Controllers and Expanders Announced
The first public demonstration of SAS prototype devices occurred in mid-2003, and this new interface has only gained more and more momentum in the ensuing months. In Q4 2004, a few member companies of the SCSI Trade Association (STA) announced availability of the industry’s first SAS components. LSI Logic, for example, announced production of PCI-X to 4-port and 8-port SAS controller ICs. Although there is no limitation in the SAS specification regarding the number of SAS/SATA ports in a design, most companies seem to have settled on eight as the maximum port count for both controllers and single-chip RAID devices. Due to the interface’s serial, point-to-point architecture, host bus adapter (HBA) vendors must carefully consider various SAS/SATA topologies to determine which connector combinations to use, including single-phy (x1) internal connections as well as multi-phy (x4) internal and external connections.
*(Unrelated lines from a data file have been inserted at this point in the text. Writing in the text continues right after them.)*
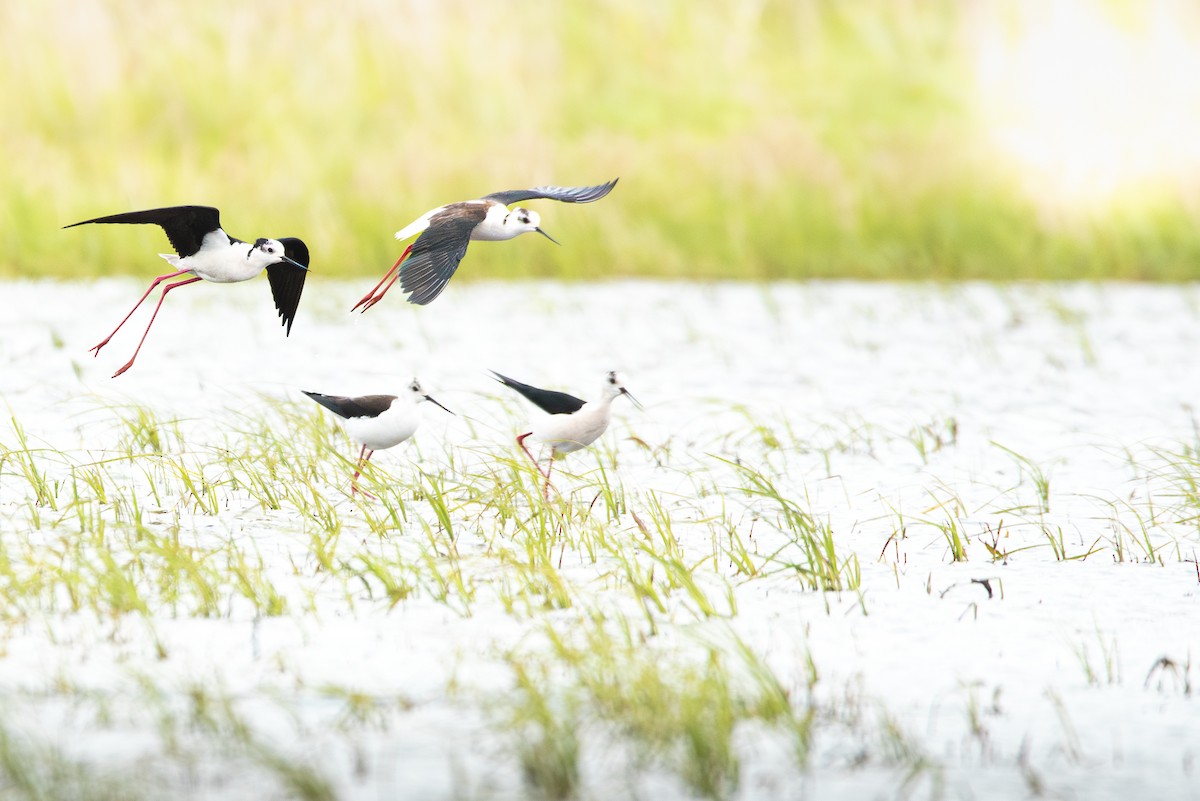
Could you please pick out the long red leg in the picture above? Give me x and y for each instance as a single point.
(364, 457)
(379, 296)
(153, 284)
(371, 297)
(521, 443)
(169, 287)
(545, 491)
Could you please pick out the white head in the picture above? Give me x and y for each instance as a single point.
(267, 252)
(615, 387)
(417, 395)
(526, 221)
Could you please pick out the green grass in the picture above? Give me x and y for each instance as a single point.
(628, 642)
(784, 139)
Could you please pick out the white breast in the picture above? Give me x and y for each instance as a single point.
(568, 433)
(390, 428)
(221, 260)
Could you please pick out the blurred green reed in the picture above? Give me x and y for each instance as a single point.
(754, 138)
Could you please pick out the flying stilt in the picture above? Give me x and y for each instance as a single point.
(447, 230)
(204, 251)
(377, 421)
(573, 423)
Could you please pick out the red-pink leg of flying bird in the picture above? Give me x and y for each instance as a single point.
(153, 284)
(379, 296)
(169, 287)
(371, 299)
(364, 457)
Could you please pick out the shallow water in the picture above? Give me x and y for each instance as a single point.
(893, 413)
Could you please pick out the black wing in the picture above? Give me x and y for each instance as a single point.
(564, 193)
(185, 226)
(438, 250)
(367, 405)
(553, 403)
(287, 279)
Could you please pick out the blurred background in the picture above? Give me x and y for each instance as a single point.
(754, 138)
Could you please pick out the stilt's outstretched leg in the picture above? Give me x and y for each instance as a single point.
(169, 287)
(364, 457)
(136, 306)
(372, 297)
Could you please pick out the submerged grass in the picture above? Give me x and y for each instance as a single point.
(778, 139)
(627, 597)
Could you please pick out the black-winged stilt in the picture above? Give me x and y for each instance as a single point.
(377, 421)
(573, 423)
(447, 230)
(204, 251)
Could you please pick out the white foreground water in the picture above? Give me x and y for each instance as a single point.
(1048, 429)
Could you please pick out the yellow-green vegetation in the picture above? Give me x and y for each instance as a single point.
(754, 139)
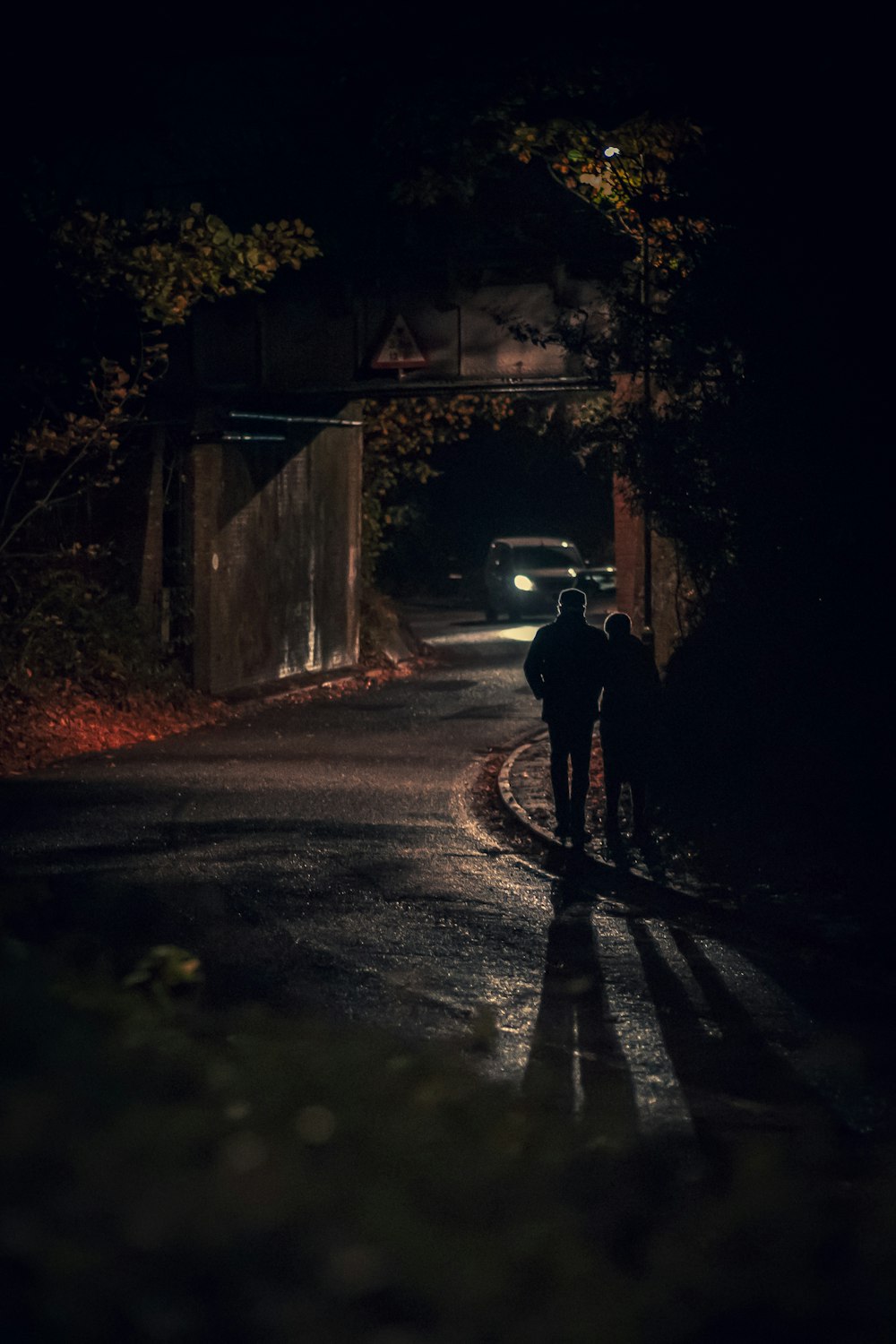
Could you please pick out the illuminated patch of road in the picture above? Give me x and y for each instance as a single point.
(659, 1099)
(677, 962)
(790, 1031)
Rest assured that both PCI-X and PCI Express SAS HBAs will be available with a multitude of internal and external connector combinations to meet every system design need.
Expander devices are also critical to the success of SAS, as they provide the greater scalability and performance benefits that have already been well publicized. For the most part, the initial SAS expanders that are available are 12-port devices, including LSI Logic’s SASx12, a 12-port SAS edge expander with table routing capabilities. Smaller port-count expanders for specific platform needs have also recently been announced. Expander vendors, including LSI Logic, are planning higher port count expanders (e.g., 24 and 36 ports) for availability later this year to support more extensive topologies (up to 16,384 devices).
Small Form Factor Disk Drives Launched
SAS offers unmatched flexibility in its support of both SAS and SATA disk drives, allowing OEMs to service two market/storage application segments and enhance customer choice for storage solutions with a single SAS design. Timed with the introduction of the SAS interface is the introduction of 2.5″ small form factor (SFF) disk drives for the enterprise market, as announced by several of the disk drive vendors. “Standard” 3.5″ SAS disk drives have also been announced, providing IT professionals yet another degree of flexibility for their data center needs. The 2.5″ SFF disk drives will allow for greater drive counts in the same space, as well as improved performance in terms of IOPs/U.
End-to-End Interoperability Verified
Successful adoption of any new I/O technology depends a great deal on the interoperability of products from various vendors. In addition to ICs, HBAs, and disk drives as mentioned above, there are cables and connectors, storage systems, and protocol analyzers to consider. To ensure such interoperability, STA has sponsored a series of SAS Plugfests, which will continue through at least 2005, at the University of New Hampshire’s Interoperability Lab. These plugfests allow SAS component vendors to verify compliance and test functionality with other vendors in any number of different topologies. Ultimately, the result is seamless integration of SAS infrastructure in the enterprise storage market, regardless of the SAS components chosen.
Promotion of SAS has been on-going for a couple of years now, and the promise of what this new technology has to offer has arrived. With the recent announcements of several SAS components, and with many more to come in the next few months, SAS infrastructure is beginning to take shape. SAS-enabled servers and storage systems will soon be populating data centers worldwide, providing IT professionals with unprecedented deployment flexibility, scalability, reliability, and performance.